Virtual Heart Models Save Lives at Boston Children's Hospital

A cardiac surgeon walked into Boston Children's Hospital in May 2019 already knowing exactly how to rebuild a young patient's heart. He had practiced the intricate procedure dozens of times on a perfect digital replica of the child's unique anatomy.

The surgical team had spent weeks building a fully functioning virtual twin of the child's heart from MRI and CT scans. This wasn't just a 3D picture but a living digital model that mimicked real blood flow, pressure, and muscle movement.

The patient faced a rare heart defect with holes between chambers that strained the lungs. No textbook could guide the doctors through this specific case. But the virtual twin let them test different surgical strategies in advance, predicting exactly how each cut and stitch would affect this particular heart.

The surgery succeeded completely. The child's heart now works properly, rerouting blood flow just as the digital model predicted.

This technology comes from the Living Heart Project, launched in 2014 by engineer Steve Levine. His own daughter Jesse has a rare congenital heart condition, and watching her face diagnostic uncertainty sparked a powerful question: Why can't we simulate the human body the way we simulate cars and planes?

Levine had spent his career helping engineers build digital models of complex machines. He realized the same physics that predicts how a vehicle performs could predict how a heart behaves. Yet most medical decisions still rely on static images and best guesses rather than dynamic simulations.

The approach has transformed care at Boston Children's Hospital. Since that first patient in 2019, virtual twins have guided nearly 2,000 procedures. Surgeons now walk into operating rooms with detailed rehearsals complete, knowing which approach will work best for each unique patient.

The Ripple Effect: The Living Heart Project now includes over 150 member organizations across 28 countries. Multidisciplinary teams regularly use virtual twins not just for hearts but for other vital organs too. Patients who once faced uncertain outcomes now benefit from surgeons who can practice on their exact anatomy before making the first incision.
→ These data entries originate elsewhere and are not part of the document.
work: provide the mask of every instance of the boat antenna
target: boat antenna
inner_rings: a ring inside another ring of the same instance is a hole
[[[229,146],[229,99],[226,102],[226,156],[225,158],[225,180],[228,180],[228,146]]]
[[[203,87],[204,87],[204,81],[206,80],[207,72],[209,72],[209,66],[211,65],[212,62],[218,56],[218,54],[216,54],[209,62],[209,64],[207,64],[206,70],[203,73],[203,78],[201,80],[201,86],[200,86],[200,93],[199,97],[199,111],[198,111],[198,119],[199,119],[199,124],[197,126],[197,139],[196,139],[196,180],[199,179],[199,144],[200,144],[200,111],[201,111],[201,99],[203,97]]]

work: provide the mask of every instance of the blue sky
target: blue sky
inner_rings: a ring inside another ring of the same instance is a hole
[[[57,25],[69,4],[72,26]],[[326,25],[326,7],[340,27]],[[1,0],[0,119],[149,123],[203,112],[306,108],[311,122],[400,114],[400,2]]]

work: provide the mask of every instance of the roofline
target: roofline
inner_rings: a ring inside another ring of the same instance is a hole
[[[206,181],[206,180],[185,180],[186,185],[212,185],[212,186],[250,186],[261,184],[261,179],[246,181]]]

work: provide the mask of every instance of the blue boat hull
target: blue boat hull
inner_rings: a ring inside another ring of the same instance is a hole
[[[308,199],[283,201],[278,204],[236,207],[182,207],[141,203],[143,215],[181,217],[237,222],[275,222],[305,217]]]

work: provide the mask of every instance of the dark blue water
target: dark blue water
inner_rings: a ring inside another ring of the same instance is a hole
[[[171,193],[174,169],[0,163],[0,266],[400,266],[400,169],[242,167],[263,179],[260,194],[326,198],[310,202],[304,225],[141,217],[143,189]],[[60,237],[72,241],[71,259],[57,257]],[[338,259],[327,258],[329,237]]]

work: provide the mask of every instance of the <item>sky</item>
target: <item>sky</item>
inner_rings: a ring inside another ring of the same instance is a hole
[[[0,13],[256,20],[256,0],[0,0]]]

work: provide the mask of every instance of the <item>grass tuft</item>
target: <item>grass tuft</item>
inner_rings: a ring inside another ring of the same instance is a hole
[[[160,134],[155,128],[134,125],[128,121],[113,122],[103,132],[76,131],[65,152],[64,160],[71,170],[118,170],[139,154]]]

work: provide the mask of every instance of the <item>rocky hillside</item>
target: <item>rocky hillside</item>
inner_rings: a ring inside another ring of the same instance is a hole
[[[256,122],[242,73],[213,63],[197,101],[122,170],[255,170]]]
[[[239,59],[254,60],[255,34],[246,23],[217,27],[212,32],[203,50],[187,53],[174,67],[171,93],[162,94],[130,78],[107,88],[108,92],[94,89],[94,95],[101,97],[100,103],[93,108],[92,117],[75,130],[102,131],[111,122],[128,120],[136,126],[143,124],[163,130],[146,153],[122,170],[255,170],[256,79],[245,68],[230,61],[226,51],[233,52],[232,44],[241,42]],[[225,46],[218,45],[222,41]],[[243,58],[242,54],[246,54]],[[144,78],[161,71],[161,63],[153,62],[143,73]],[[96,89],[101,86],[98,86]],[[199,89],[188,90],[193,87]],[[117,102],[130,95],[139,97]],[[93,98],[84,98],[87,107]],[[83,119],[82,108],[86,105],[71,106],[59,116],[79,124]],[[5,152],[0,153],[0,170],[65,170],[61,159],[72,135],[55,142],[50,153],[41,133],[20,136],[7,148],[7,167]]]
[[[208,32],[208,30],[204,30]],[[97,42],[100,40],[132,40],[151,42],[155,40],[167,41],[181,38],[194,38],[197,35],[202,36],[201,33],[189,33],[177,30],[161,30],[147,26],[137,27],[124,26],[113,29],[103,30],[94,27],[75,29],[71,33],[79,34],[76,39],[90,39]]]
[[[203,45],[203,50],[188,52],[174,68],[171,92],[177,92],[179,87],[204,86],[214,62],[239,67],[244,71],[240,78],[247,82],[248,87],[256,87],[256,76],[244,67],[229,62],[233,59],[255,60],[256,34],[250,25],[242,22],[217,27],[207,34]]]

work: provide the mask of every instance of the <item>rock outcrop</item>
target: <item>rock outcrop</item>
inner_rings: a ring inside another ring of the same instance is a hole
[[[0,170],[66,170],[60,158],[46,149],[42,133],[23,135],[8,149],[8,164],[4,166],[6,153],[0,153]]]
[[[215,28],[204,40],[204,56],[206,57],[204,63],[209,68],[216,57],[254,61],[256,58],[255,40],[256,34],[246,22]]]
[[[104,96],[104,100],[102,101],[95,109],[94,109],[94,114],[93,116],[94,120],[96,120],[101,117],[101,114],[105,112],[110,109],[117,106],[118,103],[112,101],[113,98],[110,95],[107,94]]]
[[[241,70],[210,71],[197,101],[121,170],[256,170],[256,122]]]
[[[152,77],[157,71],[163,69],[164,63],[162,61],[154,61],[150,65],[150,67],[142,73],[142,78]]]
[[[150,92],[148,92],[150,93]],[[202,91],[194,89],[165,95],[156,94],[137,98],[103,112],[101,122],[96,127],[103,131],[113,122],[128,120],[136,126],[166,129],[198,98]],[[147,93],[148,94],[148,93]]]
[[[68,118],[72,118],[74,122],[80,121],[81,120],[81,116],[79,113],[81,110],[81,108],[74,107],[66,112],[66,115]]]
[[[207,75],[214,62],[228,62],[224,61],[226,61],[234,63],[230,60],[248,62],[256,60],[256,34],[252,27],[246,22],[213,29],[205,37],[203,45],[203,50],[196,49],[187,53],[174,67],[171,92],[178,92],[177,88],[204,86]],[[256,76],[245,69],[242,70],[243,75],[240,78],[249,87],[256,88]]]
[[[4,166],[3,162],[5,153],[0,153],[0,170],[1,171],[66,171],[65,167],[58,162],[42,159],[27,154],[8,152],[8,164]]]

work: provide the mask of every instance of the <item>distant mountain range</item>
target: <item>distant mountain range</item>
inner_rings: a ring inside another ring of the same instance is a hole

The technology bridges a gap that has existed for generations. Early physicians understood the body through physics, seeing the heart as a pump and the lungs as bellows. As medicine evolved, biology and chemistry took center stage while physics fell away. But for patients with structural heart problems, outcomes depend on mechanics, not medications.

Virtual twins are bringing physics back to medicine, one life-saving rehearsal at a time.